2. How will the presidential election effect next year’s state election in Virginia? Historically, Virginia’s elections have often moved in the opposite direction of the national results. Republican wins in the 2000 and 2004 presidential elections were followed by Democrats being elected governor in 2001 and 2005. After a Democratic win in the 2008 presidential election, Republicans won the governorship in 2009. That cycle was broken in the 2013 governor’s race, won by Democrats. However, Trump’s victory in 2016 restored the political version of Newton’s Third Law of Motion to Virginia politics. In 2017, Democrats, energized by Trump’s election, not only won the governorship — by their widest margin in 32 years — they also made unexpected gains in the House of Delegates. Democrats followed up by flipping three seats in the 2018 congressional elections and winning control of the entire General Assembly in the 2019 state mid-terms.

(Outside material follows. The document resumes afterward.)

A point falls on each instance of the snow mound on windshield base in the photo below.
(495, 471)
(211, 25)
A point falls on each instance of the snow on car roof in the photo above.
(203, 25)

Now we enter another election year, and this is the question that looms over it: Has Virginia changed so much demographically, and have the parties realigned so much, that it’s now impossible for Republicans to win a statewide election in the state? Or, with Trump out of the White House, will the political temperature lower so much — and turnout with it — that Republicans can again be competitive? We won’t know the answer to that until November 2021 but this year’s election gave Republicans plenty to worry about. They saw Democratic margins swell in some of the biggest and fast-growing parts of the state. As recently as 2004, Loudoun County and Prince William County were voting Republican — by substantial margins, too. Now they’re voting Democratic by increasingly wider margins. George W. Bush took Loudoun County by 13,111 votes in 2004. Barack Obama won the county by 11,509 in 2008. Hillary Clinton expanded that margin to 30,846 four years ago. This year, Biden expanded it further to a 55,990 votes.

Republicans increased their margins in rural Virginia but trading Loudoun County for Lee County is not an even trade. Republicans need a candidate who can reclaim a big chunk of those suburban voters. Do Virginia Republicans have it in them to make that kind of course correction? This is, after all, a party that nominated Corey Stewart for the U.S. Senate in 2018 and, if the choice were made right now, might well nominate Amanda Chase for governor. (Yes, the same Amanda Chase who appeared with the two men who now face weapons charge after showing up outside a vote counting center in Philadelphia.). Republicans are delusional if they think Chase is their ticket back to the governorship. It’s even unclear whether a more conventional candidate — such as former House Speaker Kirk Cox — can win back what has been lost, but he’d certainly be an easier sell. The prospect of a Chase nomination actually gives Democrats more license to move further left; a Cox nomination might — might — induce a little more caution. That raises another question: Hubris has brought down many. Will Virginia Democrats now think they are bullet-proof?

3. Will Virginia voters continue to embrace early voting once the pandemic has passed? This was the first year that Virginia had “no excuses” early voting — and that voting began before almost every other state in the nation. Virginians enthusiastically exercised that option (Democrats more enthusiastically than Republicans). Statewide, 64% of the ballots were cast absentee — either by showing up early as the registrar’s office or by a traditional absentee ballot sent through the mail. In some places, the figure was higher. In Roanoke, 65% of the ballots were cast some way other than on election day. In Arlington, the figure was nearly 82.5%. Americans love convenience and being able to vote early is certainly convenient. Now here’s a little-noticed consequence: Because those votes are tabulated in a “central absentee precinct,” we’ll never be able to tell which parts of town voted which way. Future candidates for city council will never be able to analyze election returns and conclude they need to concentrate on this precinct or that precinct. Instead, they’ll have to guess — or campaign everywhere. How might that change things?